Preserve access to basic name, cause and manner of death provided by coroners: Vote NO on HB 297

  • Oct 21, 2016



Summary of legislation: House Bill 297 was introduced in January 2015. At that time and through Oct. 19, 2016, the legislation proposed to create a new law, “the Release of Coroner and Medical Examiner Information Act,” that would have prohibited the release of the identity of a deceased person until next of kin was notified or 72 hours “following the determination of the identity of the deceased individual or the cause and manner of the death, whichever occurs first.” 

At a hearing of the Senate Local Government Committee on Oct. 19, 2016, without any testimony, the bill was radically amended.  Now, instead of a 72-hour blackout period, the bill provides that “the coroner or medical examiner shall not disclose to the public the name of the deceased or the cause and manner of death,” in many circumstances (emphasis added). It expressly prohibits any release that would disclose “medical history” information, “test results” and “drug test results.” The effect of this bill would be to impose a total blackout, in many circumstances, on basic, public information available through medical examiners and coroners’ offices. It is both unnecessary and in conflict with current law.

Action Needed: The bill has already passed the House and received first consideration in the Senate on Oct. 19, 2016. Contact members of the Senate to oppose HB 297. Find your Senator here. In addition, we urge you to editorialize against HB 297.
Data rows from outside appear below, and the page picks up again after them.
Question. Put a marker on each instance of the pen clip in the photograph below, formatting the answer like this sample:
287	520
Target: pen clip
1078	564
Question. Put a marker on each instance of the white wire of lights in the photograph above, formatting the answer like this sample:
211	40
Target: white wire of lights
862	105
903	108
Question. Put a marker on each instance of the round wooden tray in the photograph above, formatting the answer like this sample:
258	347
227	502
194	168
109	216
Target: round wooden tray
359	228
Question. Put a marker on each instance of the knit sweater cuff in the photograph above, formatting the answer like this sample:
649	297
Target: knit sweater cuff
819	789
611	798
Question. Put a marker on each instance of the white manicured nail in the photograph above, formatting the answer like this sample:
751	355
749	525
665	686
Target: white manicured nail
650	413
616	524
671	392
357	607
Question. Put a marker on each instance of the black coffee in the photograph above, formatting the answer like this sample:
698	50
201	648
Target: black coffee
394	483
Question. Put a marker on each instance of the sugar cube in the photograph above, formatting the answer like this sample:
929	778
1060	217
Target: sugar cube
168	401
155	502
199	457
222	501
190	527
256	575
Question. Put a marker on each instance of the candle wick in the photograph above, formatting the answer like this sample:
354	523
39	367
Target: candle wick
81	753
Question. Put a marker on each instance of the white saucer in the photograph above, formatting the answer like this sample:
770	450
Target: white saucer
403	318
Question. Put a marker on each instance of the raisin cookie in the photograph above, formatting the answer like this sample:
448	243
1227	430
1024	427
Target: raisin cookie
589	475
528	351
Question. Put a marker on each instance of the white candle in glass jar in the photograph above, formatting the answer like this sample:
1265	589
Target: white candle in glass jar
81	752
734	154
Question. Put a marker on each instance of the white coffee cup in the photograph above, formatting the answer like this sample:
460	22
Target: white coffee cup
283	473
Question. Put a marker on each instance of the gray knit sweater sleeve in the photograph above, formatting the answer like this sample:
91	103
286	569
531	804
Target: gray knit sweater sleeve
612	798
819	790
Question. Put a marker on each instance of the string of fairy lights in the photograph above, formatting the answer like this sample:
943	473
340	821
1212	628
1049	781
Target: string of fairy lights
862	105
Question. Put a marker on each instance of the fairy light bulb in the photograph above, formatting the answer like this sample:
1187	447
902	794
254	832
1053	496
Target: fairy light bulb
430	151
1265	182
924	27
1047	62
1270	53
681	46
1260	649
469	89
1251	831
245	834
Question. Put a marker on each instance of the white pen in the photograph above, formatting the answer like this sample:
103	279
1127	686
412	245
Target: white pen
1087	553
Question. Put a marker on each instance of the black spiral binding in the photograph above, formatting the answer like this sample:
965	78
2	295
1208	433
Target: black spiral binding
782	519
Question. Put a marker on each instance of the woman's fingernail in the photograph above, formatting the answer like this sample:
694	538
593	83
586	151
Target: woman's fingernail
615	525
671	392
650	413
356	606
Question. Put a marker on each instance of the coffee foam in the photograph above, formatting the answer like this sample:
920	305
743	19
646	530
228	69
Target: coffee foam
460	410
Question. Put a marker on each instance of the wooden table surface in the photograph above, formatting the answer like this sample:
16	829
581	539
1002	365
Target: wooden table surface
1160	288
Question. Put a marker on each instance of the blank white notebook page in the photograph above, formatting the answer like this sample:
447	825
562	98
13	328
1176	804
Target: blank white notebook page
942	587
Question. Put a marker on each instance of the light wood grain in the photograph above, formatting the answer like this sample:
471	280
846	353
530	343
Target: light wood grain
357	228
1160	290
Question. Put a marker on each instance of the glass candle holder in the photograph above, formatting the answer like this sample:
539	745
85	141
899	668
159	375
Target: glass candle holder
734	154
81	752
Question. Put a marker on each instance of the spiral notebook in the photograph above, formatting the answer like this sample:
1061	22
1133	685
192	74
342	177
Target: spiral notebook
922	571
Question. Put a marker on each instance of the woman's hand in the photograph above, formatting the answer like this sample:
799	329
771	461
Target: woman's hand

Coroners and medical examiners are public officials, paid with public funds.  They have been established as impartial, medically competent officials to determine the cause, time and manner of deaths in questionable circumstances, such as homicides, suicides, accidental and often sudden and unexplained deaths. The public depends on these officials to find out whether a death is natural, accidental or criminal, and their rulings are most valuable when delivered promptly, while public attention is high, and support for necessary changes in policy, law, or behavior is strong. 

Without public knowledge of coroners’ findings related to drug overdoses, the public’s understanding of the nature and extent of the opioid crisis in Pennsylvania would be much diminished - and the response to the crisis would not be as strong.  Under this bill, as amended, coroners could withhold information that would inform parents and other community members about dangerous teen behavior, alcohol and drug abuse issues in a community, and criminal activity.  Indeed, the very important work of the late Pete Shellem, a former Patriot-News (Harrisburg) reporter, whose reporting led to overturned convictions and the freeing of wrongly imprisoned citizens, would have been impossible without access to coroner records.

The Right to Know Law, in conjunction with the Coroner’s Act, already protects investigative records and related information.  Name, cause and manner of death – the most basic of coroner information – are expressly public under these laws and must remain so.  HB297 is unnecessary, overbroad, and will only create confusion and conflict in interpreting existing law and the public’s right to know.